If it works, Northern Star operates sites competitors can't. New revenue. New sites. New possibilities. The advantage won't last forever—eventually someone else figures it out. But it creates a window where Northern Star does something competitors don't.
Three projects. Three different jobs. Same company, different ambitions.
Your budget is your strategy's confession booth. It tells the truth when your PowerPoint lies.
Most companies get ambition levels wrong. They confuse them. They announce they're pursuing "transformational AI" when they're really just catching up to competitors. Or they measure a genuinely transformational project with quarterly ROI expectations. Both paths fail.
The catch-up project needs speed. Competitors finished this two years ago. Northern Star is racing to close a gap before it becomes fatal. Timeline: six to twelve months, not because that's ideal, but because they don't have longer.

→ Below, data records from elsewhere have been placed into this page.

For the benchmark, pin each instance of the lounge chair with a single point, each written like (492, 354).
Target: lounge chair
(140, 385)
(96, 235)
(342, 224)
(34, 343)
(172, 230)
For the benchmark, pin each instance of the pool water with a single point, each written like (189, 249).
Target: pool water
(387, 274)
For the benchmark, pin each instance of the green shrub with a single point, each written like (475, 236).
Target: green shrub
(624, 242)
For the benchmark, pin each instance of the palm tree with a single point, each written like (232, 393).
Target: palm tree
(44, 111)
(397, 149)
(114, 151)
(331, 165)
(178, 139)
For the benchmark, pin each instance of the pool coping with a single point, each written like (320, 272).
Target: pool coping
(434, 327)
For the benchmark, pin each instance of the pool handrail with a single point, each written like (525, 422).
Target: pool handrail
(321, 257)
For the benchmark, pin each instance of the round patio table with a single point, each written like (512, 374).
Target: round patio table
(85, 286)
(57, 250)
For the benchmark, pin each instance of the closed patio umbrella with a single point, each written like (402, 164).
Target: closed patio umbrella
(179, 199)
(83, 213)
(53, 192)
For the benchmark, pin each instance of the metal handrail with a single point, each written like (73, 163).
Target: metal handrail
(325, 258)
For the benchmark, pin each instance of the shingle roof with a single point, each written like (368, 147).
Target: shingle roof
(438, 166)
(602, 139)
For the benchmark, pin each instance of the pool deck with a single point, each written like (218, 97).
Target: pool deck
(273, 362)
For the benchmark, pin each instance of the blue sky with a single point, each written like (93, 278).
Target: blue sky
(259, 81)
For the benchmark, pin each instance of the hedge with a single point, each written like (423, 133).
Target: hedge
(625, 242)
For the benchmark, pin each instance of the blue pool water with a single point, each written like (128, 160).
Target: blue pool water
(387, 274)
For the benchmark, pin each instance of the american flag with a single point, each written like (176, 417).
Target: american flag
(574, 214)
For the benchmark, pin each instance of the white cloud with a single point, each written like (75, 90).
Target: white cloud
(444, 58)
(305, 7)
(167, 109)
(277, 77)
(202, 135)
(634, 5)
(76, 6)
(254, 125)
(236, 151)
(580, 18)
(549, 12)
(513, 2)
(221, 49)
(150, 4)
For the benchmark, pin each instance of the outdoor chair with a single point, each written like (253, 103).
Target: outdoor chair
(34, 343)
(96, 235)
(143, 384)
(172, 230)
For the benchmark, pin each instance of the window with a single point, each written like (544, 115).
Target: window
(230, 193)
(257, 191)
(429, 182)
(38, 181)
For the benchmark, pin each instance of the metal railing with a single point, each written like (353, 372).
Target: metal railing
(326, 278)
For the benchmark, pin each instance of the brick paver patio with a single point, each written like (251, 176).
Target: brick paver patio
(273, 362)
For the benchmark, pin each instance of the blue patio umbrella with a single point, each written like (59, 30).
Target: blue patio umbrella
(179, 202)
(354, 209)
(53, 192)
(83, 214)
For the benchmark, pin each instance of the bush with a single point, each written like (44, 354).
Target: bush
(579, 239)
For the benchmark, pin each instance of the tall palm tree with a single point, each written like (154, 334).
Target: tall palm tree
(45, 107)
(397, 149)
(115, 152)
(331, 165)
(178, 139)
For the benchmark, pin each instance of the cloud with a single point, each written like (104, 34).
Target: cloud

If this takes two years, the gap widens beyond recovery. They're executing a playbook that exists. Fast implementation, proven approach, table stakes to stay competitive.
The compete-better project needs better execution than competitors. Everyone has blast optimization. Northern Star wants theirs to deliver more value. Timeline: twelve to eighteen months because they need to tune the AI to their specific geology, their specific equipment, their specific blast patterns. Rush it and they deploy something mediocre that doesn't beat competitors. Take too long and competitors improve while they're still building.

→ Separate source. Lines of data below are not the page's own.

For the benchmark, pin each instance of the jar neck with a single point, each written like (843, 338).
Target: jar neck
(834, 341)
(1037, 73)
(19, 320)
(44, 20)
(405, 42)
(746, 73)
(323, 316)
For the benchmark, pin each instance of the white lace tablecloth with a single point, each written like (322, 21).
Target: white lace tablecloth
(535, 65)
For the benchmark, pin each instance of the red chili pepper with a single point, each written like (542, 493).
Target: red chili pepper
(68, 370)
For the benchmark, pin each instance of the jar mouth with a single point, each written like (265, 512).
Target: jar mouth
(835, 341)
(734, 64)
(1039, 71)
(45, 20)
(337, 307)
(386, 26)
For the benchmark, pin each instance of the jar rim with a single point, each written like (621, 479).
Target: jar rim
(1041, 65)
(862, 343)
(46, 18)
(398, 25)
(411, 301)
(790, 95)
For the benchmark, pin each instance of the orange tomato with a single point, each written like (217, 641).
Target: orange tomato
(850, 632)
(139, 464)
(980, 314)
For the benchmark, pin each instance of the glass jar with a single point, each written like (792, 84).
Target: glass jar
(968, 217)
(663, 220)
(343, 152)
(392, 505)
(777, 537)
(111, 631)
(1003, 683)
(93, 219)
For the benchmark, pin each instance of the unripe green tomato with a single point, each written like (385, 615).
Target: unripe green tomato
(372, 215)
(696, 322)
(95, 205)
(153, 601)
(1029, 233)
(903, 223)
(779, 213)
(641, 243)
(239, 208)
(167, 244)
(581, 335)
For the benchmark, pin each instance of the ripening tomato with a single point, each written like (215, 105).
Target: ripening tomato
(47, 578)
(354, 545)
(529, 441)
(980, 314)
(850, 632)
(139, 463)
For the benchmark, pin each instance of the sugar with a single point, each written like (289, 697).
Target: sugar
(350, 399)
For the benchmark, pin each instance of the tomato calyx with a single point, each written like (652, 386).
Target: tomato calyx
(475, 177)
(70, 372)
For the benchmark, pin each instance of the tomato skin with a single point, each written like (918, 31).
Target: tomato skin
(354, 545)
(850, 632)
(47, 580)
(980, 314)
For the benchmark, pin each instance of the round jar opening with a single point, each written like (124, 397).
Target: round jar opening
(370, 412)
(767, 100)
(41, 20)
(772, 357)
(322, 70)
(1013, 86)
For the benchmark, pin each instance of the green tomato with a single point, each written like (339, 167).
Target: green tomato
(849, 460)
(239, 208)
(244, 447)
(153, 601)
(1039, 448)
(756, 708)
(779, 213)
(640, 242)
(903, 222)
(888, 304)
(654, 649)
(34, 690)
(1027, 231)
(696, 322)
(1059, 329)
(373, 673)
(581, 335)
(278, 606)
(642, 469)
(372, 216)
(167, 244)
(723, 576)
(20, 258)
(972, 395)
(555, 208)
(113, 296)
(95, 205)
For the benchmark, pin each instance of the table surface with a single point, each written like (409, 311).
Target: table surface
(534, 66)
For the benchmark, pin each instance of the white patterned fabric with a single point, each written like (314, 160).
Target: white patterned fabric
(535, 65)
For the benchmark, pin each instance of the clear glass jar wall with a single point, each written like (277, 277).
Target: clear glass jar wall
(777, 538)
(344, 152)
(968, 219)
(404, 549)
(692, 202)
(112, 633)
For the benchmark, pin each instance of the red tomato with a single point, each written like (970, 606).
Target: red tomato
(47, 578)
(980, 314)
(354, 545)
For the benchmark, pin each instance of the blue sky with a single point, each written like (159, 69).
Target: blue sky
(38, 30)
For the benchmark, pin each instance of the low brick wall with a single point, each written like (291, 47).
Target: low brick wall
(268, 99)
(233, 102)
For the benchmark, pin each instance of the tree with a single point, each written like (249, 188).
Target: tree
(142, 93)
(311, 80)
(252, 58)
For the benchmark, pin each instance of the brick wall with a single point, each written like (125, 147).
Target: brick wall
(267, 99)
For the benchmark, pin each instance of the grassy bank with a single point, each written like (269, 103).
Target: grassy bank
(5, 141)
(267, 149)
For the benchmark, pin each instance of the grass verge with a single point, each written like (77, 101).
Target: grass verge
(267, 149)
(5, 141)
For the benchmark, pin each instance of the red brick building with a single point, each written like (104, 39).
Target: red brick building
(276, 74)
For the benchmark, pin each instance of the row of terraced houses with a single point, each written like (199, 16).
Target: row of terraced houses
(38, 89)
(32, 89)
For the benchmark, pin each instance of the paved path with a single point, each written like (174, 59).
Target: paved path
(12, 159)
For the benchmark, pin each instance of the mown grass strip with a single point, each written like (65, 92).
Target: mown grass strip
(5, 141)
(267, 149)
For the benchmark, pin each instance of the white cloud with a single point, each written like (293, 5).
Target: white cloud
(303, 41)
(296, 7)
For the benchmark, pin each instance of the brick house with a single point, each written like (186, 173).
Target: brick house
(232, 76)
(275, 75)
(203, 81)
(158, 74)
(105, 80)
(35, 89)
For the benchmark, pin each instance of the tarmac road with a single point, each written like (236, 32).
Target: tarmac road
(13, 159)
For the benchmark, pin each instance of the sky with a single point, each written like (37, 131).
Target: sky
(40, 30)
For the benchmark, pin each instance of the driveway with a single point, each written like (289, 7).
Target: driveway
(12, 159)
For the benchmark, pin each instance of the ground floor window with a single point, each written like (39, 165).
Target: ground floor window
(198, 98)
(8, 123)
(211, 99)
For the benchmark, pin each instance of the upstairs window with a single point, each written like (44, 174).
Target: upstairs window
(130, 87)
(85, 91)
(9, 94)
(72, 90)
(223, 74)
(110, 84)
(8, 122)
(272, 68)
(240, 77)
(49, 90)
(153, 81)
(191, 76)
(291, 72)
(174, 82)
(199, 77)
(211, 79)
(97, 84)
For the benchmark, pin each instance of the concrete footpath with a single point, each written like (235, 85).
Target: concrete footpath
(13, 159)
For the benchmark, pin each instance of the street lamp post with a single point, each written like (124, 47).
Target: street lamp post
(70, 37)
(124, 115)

The nobody-else-is-doing-this project needs patience. Timeline: twenty-four to thirty-six months because Northern Star is creating something that doesn't exist yet. No playbook. No vendor solution. They're figuring it out as they go. If leadership measures this on quarterly ROI, they'll kill it before it works. This is the project that could enable fifteen million in new annual revenue from sites currently sitting idle. But it takes years to prove out.
Three timelines. Three risk profiles. Three different ways to compete.

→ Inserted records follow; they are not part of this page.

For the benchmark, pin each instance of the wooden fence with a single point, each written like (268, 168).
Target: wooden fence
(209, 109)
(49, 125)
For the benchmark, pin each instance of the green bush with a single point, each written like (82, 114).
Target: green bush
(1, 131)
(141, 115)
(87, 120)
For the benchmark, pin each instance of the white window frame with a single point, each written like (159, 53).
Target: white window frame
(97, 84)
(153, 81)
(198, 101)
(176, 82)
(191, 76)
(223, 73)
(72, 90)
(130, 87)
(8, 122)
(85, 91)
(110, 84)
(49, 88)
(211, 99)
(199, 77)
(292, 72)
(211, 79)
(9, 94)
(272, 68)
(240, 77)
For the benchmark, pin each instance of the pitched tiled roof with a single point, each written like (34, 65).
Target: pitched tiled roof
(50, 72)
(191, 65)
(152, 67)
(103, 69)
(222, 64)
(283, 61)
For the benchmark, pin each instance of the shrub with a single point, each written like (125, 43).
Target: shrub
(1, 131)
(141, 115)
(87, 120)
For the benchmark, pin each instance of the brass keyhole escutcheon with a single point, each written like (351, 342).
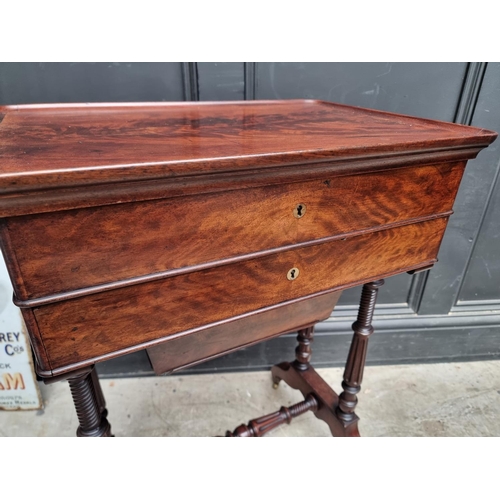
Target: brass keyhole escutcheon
(293, 274)
(299, 211)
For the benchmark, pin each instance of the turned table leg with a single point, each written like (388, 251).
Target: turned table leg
(353, 374)
(90, 405)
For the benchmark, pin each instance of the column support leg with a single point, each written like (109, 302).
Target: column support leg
(89, 404)
(353, 374)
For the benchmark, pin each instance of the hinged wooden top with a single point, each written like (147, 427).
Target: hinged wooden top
(68, 145)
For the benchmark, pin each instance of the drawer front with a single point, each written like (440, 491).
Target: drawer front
(70, 250)
(98, 325)
(187, 350)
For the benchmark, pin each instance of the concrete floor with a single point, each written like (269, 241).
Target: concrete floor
(453, 399)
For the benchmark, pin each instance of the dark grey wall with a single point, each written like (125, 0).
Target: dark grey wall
(451, 312)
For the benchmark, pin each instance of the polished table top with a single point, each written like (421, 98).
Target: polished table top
(133, 226)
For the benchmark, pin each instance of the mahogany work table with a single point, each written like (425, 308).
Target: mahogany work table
(195, 229)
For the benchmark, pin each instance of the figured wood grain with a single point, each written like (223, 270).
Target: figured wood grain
(188, 350)
(96, 325)
(175, 138)
(64, 251)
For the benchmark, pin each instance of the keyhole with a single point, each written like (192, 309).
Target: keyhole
(299, 211)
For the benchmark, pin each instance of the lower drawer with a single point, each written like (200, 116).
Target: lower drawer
(191, 349)
(114, 322)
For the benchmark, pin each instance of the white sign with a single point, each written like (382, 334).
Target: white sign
(18, 386)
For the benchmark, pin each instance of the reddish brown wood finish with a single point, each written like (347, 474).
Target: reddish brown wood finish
(187, 350)
(100, 325)
(262, 425)
(63, 145)
(89, 404)
(139, 239)
(126, 226)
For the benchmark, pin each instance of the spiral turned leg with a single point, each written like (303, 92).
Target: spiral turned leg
(90, 406)
(353, 374)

The trap: Northern Star's leadership announces the remote sites project as "transformational AI" to the board. The board gets excited. Then finance measures it on twelve-month ROI. The project burns through budget in year one with limited results because it's still being developed. Finance gets nervous. Leadership defends it but can't show the transformation they promised. Project dies in year two, three months before it would have worked.
Or the opposite trap: Northern Star treats the catch-up project like an experiment. They give it a patient timeline and tolerance for learning. Eighteen months later, they've built something good. Their competitors finished the same thing in nine months using vendor solutions. Northern Star spent twice as long and twice as much to reach table stakes.
Match ambition to timeline. Match timeline to resource allocation. Match resource allocation to how you measure success.
Be honest about what you're building. The catch-up project is survival. The compete-better project is racing competitors. The nobody-else project is attempting something new. Call each what it is.
What's the specific outcome? Not vague transformation. Not innovation slides. What does someone need to start doing, stop doing, or do differently? What makes this urgent? What are they using instead of AI?
If you can't answer specifically, you don't have a problem. You have a technology looking for a problem to justify it.
Dr. Strangebot loves that ambiguity. He feeds on it.